Ada hal yang membuat Adis betah berteman dengan lelaki itu. Entah kenapa, sejak mereka masih sekolah, Radit selalu ada untuknya ketika ia mulai penat dengan kehidupannya sendiri. Lelaki itu tak pernah bertanya apa yang membuatnya sedih atau marah, tapi lelaki itu selalu ada jika ia membutuhkan tanpa menghakimi atau mengkritiknya. Bukankah Radit terlalu spesial untuknya? Rasanya Adis beruntung bisa mempunyai sahabat seperti Radit.

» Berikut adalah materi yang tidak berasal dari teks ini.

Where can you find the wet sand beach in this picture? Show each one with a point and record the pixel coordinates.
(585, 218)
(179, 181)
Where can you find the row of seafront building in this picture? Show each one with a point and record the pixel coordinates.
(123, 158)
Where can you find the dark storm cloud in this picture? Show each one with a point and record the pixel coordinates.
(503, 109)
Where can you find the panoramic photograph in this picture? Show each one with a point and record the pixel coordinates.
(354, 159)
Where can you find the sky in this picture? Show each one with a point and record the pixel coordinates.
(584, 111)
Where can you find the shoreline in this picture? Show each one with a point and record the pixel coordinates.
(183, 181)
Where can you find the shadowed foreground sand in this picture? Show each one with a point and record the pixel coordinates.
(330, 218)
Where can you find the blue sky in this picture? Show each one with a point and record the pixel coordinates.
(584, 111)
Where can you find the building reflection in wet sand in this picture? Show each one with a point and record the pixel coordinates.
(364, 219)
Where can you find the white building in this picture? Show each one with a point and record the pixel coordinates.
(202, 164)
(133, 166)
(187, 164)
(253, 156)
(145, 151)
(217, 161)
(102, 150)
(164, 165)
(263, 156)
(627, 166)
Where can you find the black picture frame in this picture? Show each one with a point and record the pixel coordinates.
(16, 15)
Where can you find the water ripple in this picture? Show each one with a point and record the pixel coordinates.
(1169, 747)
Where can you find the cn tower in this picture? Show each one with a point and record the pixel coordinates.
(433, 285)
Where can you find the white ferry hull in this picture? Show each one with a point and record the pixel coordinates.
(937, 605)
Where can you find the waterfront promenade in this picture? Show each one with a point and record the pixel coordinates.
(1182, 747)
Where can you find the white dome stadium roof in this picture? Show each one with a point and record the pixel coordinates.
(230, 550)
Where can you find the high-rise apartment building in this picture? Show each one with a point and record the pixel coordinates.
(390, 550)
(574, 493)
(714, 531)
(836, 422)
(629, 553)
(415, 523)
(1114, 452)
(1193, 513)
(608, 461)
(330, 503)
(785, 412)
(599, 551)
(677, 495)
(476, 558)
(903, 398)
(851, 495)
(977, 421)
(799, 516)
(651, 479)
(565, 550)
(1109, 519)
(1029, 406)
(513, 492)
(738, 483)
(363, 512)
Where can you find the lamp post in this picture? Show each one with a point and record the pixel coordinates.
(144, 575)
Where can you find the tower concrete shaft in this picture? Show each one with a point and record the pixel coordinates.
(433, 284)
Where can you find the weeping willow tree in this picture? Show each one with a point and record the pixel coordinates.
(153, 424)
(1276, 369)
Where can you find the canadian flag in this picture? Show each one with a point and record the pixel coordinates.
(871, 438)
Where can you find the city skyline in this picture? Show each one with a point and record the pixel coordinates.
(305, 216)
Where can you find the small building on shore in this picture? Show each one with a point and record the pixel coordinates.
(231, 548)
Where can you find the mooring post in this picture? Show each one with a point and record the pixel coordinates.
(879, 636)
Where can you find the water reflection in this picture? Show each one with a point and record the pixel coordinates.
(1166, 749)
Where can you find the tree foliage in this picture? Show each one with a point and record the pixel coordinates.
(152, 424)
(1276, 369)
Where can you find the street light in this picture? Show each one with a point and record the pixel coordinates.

"Kuliah kamu kapan beres, Dis?"
"Satu tahun lagi. Itu pun kalau nggak ada halangan, sih."
"Ah, buat orang rajin kayak kamu mah bisalah, Dis." Radit terkekeh, Adis yang melihat senyum lelaki itu di spion pun ikut terkekeh, "Aamiin, Dit."
"Habis lulus mau langsung kerja?" Tanya Radit lagi.
"Ya iyalah." Balas Adis langsung, "Emang kamu yang maunya nganggur dan jalan-jalan terus."
"Bukan jalan-jalan, Dis. Aku itu mengabdi. Lagian ngehabisin waktu buat diem di kampung orang terus jadi orang yang diandalkan sama mereka itu healing banget loh, Dis. Bukannya dulu pas SMA pun kamu mau kayak gitu ya, Dis?"
Adis terdiam sejenak. Ia memang punya cita-cita untuk mengabdi di suatu daerah terpencil. Jiwa empatinya selalu bergejolak ketika melihat orang-orang bisa mengabdikan diri mereka. Tapi dengan kondisinya yang serba pas-passan memang ia bisa?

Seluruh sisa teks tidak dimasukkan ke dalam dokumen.